I am tired of school. I feel like every school day is like going into a battle, coming out all beaten up and exhausted. I love assignments but when it comes to tests I cannot still and study. I am in programming and it doesn&#x27;t make sense to have written exams or test for it. I want to drop out, but I feel like school is the easiest thing in life, but if I can&#x27;t do that then how can I do anything else in life?
======
gordonzhu
Even though I've done things that many people consider harder than school
(taught myself programming, worked at Google, quit to start my own company), I
felt like succeeding in school was much more difficult.

(1) The main reason is that ~90% of the things you do in school make zero
sense. They happen just because that's the way things have always been done.
In this kind of environment, it is really hard to find the motivation and will
to succeed.

(2) Very few people actually give a fuck in school, which adds to the
dreariness. Many of the best students are just the best at gaming the system.
Most professors don't care and are focused on research. The result is that the
people at the top of the system are often the people you respect the least.

(3) Grading on a curve can be brutal. You can have an easy class where
everyone gets the material, but because the professor wants to have a certain
distribution on the test, the standard deviation is tiny. That means the line
between success and failure is actually incredibly thin. This means that
beating your peers is a lot more important than actually knowing the material
well enough. In practice, this forces students to overstudy boring material
just because everyone else is too.

------
egregiouscoder
It seems as if you don't enjoy what you are doing. I'm in college and this is
my fourth year as a CSE (computer science/engineering major). The programming
assignments should prepare you for the written exams/test and the real world
industry. Computer Science/Engineering isn't limited to just writing programs,
but understand the architecture and design patterns. If programming was a
passion of yours, test/exams should be a breeze. I don't remember the last
time I actually tried to cram/study for a test or even a final. It's because I
was applying everything I had learned. The data structures and the concepts. I
begin to read and understand how software works because I wanted to. Then I
realized that I already learned a lot of the things they were telling me in
class. So classes was just a practice/review.

Don't drop out my friend. Hang in there.

------
greenpizza13
I felt the same way about written tests when I was in school.
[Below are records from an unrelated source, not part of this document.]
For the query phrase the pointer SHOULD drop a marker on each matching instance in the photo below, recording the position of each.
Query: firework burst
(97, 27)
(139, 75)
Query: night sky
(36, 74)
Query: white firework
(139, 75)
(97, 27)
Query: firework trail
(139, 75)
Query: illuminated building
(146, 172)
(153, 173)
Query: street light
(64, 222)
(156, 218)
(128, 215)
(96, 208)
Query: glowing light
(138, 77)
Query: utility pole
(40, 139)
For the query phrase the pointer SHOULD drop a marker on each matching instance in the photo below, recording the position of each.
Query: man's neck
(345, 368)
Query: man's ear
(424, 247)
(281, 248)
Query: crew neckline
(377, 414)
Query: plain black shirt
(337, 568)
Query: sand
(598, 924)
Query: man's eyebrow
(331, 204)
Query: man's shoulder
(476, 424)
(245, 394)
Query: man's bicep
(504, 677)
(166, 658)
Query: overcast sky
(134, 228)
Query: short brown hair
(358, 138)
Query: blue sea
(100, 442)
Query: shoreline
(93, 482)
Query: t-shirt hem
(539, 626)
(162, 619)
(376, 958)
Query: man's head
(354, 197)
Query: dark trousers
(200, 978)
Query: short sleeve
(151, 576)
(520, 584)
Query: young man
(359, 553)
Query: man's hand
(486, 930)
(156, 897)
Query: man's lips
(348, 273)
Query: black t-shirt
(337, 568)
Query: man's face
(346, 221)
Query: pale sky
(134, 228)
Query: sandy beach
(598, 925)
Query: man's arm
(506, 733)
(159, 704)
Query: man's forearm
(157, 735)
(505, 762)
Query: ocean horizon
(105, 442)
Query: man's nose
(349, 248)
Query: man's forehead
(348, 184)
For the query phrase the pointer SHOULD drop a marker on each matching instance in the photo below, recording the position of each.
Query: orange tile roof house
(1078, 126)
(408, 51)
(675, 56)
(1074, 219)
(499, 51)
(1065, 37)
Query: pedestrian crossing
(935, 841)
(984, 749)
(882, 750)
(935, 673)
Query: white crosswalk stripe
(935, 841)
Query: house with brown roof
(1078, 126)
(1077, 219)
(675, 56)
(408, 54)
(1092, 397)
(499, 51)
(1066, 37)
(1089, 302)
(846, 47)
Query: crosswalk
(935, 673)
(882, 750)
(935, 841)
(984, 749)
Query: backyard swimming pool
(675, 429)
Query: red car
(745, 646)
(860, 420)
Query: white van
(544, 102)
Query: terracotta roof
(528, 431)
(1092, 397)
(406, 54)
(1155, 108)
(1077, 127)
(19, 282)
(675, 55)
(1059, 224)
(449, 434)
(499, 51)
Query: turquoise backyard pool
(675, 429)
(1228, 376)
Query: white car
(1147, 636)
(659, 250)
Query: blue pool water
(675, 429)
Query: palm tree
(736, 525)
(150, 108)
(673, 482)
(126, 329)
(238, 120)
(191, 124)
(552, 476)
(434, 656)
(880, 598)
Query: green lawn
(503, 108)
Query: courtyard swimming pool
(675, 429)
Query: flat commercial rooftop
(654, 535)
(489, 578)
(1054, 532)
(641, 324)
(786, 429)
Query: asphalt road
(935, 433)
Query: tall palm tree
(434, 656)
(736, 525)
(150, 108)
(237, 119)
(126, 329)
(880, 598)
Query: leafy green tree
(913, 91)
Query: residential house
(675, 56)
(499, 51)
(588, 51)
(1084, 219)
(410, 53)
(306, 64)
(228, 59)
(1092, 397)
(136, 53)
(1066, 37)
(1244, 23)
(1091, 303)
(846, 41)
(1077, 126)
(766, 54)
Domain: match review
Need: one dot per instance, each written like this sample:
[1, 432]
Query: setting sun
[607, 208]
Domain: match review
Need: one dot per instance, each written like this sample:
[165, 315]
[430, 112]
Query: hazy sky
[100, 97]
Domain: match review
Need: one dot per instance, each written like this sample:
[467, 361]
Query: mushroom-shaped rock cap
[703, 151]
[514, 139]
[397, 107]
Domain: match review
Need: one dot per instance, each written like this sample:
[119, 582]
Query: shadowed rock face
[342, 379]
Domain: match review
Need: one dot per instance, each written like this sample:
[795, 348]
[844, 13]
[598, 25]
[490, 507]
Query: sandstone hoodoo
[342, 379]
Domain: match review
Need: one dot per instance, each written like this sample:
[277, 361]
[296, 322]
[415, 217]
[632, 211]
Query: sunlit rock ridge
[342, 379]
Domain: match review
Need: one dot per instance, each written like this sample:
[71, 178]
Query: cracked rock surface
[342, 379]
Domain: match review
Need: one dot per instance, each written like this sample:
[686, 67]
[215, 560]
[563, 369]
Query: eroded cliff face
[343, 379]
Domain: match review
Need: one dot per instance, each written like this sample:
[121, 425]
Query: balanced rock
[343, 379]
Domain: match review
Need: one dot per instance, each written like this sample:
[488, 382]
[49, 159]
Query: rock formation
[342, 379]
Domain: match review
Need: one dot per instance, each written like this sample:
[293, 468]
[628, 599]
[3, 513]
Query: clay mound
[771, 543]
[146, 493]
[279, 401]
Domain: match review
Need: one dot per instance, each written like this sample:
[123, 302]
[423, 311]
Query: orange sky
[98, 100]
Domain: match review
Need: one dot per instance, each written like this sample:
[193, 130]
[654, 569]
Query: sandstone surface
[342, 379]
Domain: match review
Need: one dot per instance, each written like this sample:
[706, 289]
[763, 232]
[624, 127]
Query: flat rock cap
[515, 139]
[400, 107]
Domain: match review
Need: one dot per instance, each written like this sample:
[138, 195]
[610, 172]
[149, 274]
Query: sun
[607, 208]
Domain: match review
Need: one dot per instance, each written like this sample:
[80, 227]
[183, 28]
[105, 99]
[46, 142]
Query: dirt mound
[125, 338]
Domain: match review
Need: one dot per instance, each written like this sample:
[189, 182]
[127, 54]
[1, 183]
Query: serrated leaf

These tests
would ask you to find errors and follow loops... this is silly since we have
modern debuggers to help with this.

Just try to remember that life is not like school. In life there aren't tests
so much as there are learning experiences. When you program, you're constantly
learning, correcting, analyzing, and perfecting until things are just right.
This is what makes it so much fun.

I agree with the others here that it would help to talk to the counselor and
your teachers. On top of that, if it helps, remember that many others went
through the similarly insane rigors of modern higher education to find that in
retrospect it was a highly helpful learning experience, if not tedious at
times.

Best of luck!

------
bavcyc
See if your school has a counseling center, they can help you with
strategies/techniques to make it through. Take a look at the tomato timer
technique and see if you can adapt/apply it to your situation.

Very rarely will you ever do 100% of what you enjoy in life. And if all you do
is what you enjoy, then it becomes ordinary and can lose it's luster.

From my perspective, academics is 'jumping through hoops' to obtain a
credential. My strategy for making it through was to find things I enjoyed to
use as a reward for completing what I didn't want to do. I would also do
research on a topic of interest and figure out how to learn it along with good
ways to apply it.

------
debacle
> I feel like school is the easiest thing in life

If you are unmotivated, the easiest things in life can still be very taxing.

And if you are depressed, some days you aren't capable of tying your shoes.

------
minimumuser
Tell people how you feel - teacher, parents, counsellor - whoever.

If all else fails, remember this...

"he will never amount to anything" \- Einstein's teacher to his father.